[PATCH v5 net-next 6/9] net/sched: mqprio: allow per-TC user input of FP adminStatus

From: Vladimir Oltean
Date: Tue Apr 11 2023 - 14:03:08 EST


IEEE 802.1Q-2018 clause 6.7.2 Frame preemption specifies that each
packet priority can be assigned to a "frame preemption status" value of
either "express" or "preemptible". Express priorities are transmitted by
the local device through the eMAC, and preemptible priorities through
the pMAC (the concepts of eMAC and pMAC come from the 802.3 MAC Merge
layer).

The FP adminStatus is defined per packet priority, but 802.1Q clause
12.30.1.1.1 framePreemptionAdminStatus also says that:

| Priorities that all map to the same traffic class should be
| constrained to use the same value of preemption status.

It is impossible to ignore the cognitive dissonance in the standard
here, because it practically means that the FP adminStatus only takes
distinct values per traffic class, even though it is defined per
priority.

I can see no valid use case which is prevented by having the kernel take
the FP adminStatus as input per traffic class (what we do here).
In addition, this also enforces the above constraint by construction.
User space network managers which wish to expose FP adminStatus per
priority are free to do so; they must only observe the prio_tc_map of
the netdev (which presumably is also under their control, when
constructing the mqprio netlink attributes).

The reason for configuring frame preemption as a property of the Qdisc
layer is that the information about "preemptible TCs" is closest to the
place which handles the num_tc and prio_tc_map of the netdev.
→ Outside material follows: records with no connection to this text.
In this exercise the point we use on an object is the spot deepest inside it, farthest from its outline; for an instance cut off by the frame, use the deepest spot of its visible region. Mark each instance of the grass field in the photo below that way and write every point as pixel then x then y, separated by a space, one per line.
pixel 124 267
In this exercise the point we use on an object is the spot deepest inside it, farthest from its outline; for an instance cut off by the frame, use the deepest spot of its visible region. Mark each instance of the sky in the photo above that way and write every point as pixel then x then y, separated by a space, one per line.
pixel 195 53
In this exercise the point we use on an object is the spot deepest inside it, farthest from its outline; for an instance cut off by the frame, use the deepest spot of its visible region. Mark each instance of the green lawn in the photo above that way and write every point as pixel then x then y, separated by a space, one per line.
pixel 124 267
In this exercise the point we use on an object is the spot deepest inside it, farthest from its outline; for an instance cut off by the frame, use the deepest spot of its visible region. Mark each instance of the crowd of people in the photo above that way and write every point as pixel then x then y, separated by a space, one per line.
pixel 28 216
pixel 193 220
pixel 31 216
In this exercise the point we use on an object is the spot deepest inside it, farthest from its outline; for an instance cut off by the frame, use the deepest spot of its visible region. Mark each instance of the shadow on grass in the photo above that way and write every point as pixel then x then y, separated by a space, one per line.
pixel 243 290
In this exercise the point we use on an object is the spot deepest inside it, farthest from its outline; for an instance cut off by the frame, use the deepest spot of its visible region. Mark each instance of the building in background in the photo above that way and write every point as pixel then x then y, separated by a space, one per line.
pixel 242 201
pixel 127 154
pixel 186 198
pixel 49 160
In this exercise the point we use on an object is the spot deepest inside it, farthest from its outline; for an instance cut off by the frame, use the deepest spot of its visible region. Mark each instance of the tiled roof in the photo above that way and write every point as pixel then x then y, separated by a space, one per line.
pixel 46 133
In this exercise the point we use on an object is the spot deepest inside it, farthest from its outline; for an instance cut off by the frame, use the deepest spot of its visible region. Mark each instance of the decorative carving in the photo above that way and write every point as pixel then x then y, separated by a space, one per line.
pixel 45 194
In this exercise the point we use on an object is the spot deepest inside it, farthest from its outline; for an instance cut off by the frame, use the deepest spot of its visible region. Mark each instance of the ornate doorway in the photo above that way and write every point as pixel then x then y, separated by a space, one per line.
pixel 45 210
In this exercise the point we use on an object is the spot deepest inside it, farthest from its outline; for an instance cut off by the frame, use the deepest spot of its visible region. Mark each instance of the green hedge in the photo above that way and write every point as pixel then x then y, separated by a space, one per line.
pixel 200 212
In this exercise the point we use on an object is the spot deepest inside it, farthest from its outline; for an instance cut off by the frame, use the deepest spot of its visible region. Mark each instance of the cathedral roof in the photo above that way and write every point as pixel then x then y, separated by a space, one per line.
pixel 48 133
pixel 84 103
If the
UAPI would have been any other layer, it would be unclear what to do
with the FP information when num_tc collapses to 0. A key assumption is
that only mqprio/taprio change the num_tc and prio_tc_map of the netdev.
Not sure if that's a great assumption to make.

Having FP in tc-mqprio can be seen as an implementation of the use case
defined in 802.1Q Annex S.2 "Preemption used in isolation". There will
be a separate implementation of FP in tc-taprio, for the other use
cases.

Signed-off-by: Vladimir Oltean <vladimir.oltean@xxxxxxx>
Reviewed-by: Ferenc Fejes <fejes@xxxxxxxxxxx>
Reviewed-by: Simon Horman <simon.horman@xxxxxxxxxxxx>
---
v4->v5:
- don't initialize tb twice, nla_parse_nested() does it
- use NL_REQ_ATTR_CHECK() and NL_SET_ERR_MSG_ATTR() for
TCA_MQPRIO_TC_ENTRY_INDEX
v3->v4: none
v2->v3: none
v1->v2:
- slightly reword commit message
- move #include <linux/ethtool_netlink.h> to this patch
- remove self-evident comment "only for dump and offloading"

include/net/pkt_sched.h | 1 +
include/uapi/linux/pkt_sched.h | 16 +++++
net/sched/sch_mqprio.c | 128 ++++++++++++++++++++++++++++++++-
net/sched/sch_mqprio_lib.c | 14 ++++
net/sched/sch_mqprio_lib.h | 2 +
5 files changed, 160 insertions(+), 1 deletion(-)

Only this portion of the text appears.